Plaintiff relies upon a fact that was not a part of the record before the District Court. In 1973 ARSA applied to the NMB to investigate and determine the representation of mechanical supervisors employed by Burlington Northern. A majority of the 569 eligible mechanical engineers chose not to participate in the ensuing representation election. Of the 153 who did vote, 139 voted for ARSA. In an order entered while this appeal was pending, the NMB found "no basis for Certification" and dismissed the application, because fewer than a majority of the eligible employees voted in the election. This proceeding, occurring after plaintiff had refused for almost three years to honor its obligations under the Employees Merger Protection Agreement, could not justify or cure plaintiff's breach. In any event, the failure of ARSA to gain system-wide representation in an election it had requested itself did not affect its certification as representative of the mechanical supervisors on the CB&Q segment of the merged railroad.

When an agreement to arbitrate is one of the protections afforded employees under Section 5(2)(f) of the Interstate Commerce Act, the obligation to arbitrate will be enforced by the courts. Brotherhood of Locomotive Engineers v. Chicago & North Western Ry., supra, 314 F.2d at 433; New Orleans & Northeastern R. R. v. Bozeman, 312 F.2d 264 (5th Cir. 1963).

The District Court's order dismissing the complaint is affirmed.
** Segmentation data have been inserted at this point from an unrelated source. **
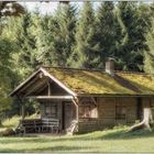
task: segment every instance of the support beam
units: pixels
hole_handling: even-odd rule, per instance
[[[26,98],[33,98],[33,99],[68,99],[72,100],[74,97],[73,96],[31,96]]]
[[[24,118],[25,118],[25,105],[23,101],[21,103],[21,114],[22,114],[22,120],[24,120]]]
[[[52,87],[51,87],[51,81],[50,80],[47,81],[47,86],[48,86],[48,96],[51,96],[52,95]]]
[[[73,102],[76,106],[76,120],[78,122],[79,121],[78,99],[76,97],[74,97]]]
The order dismissing the counterclaim is reversed and remanded with directions that Burlington Northern be ordered to arbitrate its disagreement with ARSA, as provided in Section 9 of the Employees Merger Protection Agreement, and that the District Court give further consideration consistent with this opinion to ARSA's claim for damages, attorneys' fees and costs.

AFFIRMED IN PART AND REVERSED IN PART.

Disposition

AFFIRMED IN PART AND REVERSED IN PART.